Why does this fail ?

I'm getting the wrong results on all box platforms.

x = Log(8192.0)/Log(2)
? "x = " Type(x) " " x
y = Int( x )
? "y = " Type(y) " " y

Int does round but on a whole number and down ?

x = Float 13
y = Integer 12
16 Replies
Level 7

Re: Why does this fail ?

The result of the divide is a little less than 13, which rounds down to 12 when you convert to integer. It still prints as 13 as a float since its so close to 13. The same thing happens in C:

float a = log(8192.0);
float b = log(2.0);
float x = a / b;
int y = x;
printf("%g %d\n", x, y);

If you printf x in %A format, it's 0X1.9FFFFEP+3 while a real 13 is 0X1.AP+3.

--Mark
Level 7

Re: Why does this fail ?

So we never know which way int() is going to round ?
In this case, it should have been up ????
Level 7

Re: Why does this fail ?

Int always rounds down. The problem is the number you are rounding is close to but a little less than 13.

--Mark
Level 7

Re: Why does this fail ?

Of course if you want to round to the nearest integer rather than rounding down, you can say

y = Int(x + 0.5)

--Mark
Level 7

Re: Why does this fail ?

That sometimes throughs the answer off.
I though that fix(x) was supposed to do that, but it doesn't work either.
There should be an exact way to do it. Either round down or round up or just chop it off.
What I'm looking for is the exponent (power of 2) of a real number as an integer.
Level 7

Re: Why does this fail ?

I'm not sure you're understanding that the problem has nothing to do with the int conversion, it's due to the loss of precision in the log and divide operations. If you've ever taken a Numerical Analysis course, you may recall the many dangers of working with floating point numbers. In general, what you want to do is impossible for arbitrary real numbers; for example, 2^70 and (2^70)-1 are both represented by the same floating point number, so there's no way to tell that log2 of the first is 70 while log2 of the second is 69.

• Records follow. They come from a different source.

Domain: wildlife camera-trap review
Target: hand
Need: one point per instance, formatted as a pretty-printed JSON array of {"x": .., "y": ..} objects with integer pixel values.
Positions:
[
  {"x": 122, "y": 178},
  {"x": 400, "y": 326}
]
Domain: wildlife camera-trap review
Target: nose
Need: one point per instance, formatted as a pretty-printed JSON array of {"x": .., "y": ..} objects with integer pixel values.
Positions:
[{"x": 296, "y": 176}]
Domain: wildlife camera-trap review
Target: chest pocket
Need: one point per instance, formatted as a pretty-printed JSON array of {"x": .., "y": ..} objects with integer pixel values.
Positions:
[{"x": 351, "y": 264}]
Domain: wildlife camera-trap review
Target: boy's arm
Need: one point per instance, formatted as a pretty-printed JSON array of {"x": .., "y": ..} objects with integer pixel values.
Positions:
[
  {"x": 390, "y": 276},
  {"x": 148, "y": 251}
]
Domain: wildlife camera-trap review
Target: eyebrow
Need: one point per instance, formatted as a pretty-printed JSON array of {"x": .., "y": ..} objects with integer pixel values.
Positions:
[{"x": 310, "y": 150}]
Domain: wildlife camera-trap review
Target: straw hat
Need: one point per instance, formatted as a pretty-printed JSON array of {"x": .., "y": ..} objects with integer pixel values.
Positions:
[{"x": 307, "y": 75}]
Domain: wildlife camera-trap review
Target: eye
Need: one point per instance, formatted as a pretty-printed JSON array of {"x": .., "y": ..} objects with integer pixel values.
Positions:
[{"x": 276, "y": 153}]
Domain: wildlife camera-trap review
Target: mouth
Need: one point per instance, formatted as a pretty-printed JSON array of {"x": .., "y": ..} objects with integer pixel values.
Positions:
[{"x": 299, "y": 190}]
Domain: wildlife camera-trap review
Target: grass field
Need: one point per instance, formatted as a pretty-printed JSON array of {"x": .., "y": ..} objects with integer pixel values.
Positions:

I would probably use something like this. It's rather ugly (and untested) but it should be more accurate than using logs.

function Log2(x as Double) as Integer
lg = 0
val = 1.0
while x > val
lg = lg + 1
val = val * 2
end while
return lg
end function

--Mark
Level 8

Re: Why does this fail ?

Well, hm. Python has the same precision limitations, how come it works there?
>>> from math import log
>>> 0.1 + 0.2
0.30000000000000004
>>> 2.**70, 2.**70 - 1
(1.1805916207174113e+21, 1.1805916207174113e+21)
>>> 2.**70 == 2.**70 - 1
True
>>> log(8192) / log(2)
13.0
>>> log(8192) / log(2) == 13
True
Level 7

Re: Why does this fail ?

This appears to work for + and - floats with + and - exponents.
What I'm trying to do is to pack / unpack a "binary" real number from / to a roByteArray.
The float is done, at least it's been running for an hour, feeding the routines random values.
Now for the double.
*
function Log2(x as object) as Integer

if Sgn(x) < 0
x = x * -1.0
end if
lg = 0
val = 1.0
if val < x
while x > val
lg = lg + 1
val = val * 2
end while
lg = lg -1
elseif val > x
while x < val
lg = lg - 1
val = val / 2
end while
end if
return lg

end function
Level 8

Re: Why does this fail ?

Do you really need log2 function as such?
I am asking because you are already building the mantissa (significand?) while calculating the exponent part. Intuitively feels to me the process is:

sign = sgn(x)
x = abs(x)
exp = 0
while x >= 2: x = x / 2: exp = exp - 1: end while
while x < 1: x = x * 2: exp = exp + 1 : end while
mant = int((x - 1) * 2^23 + 0.5)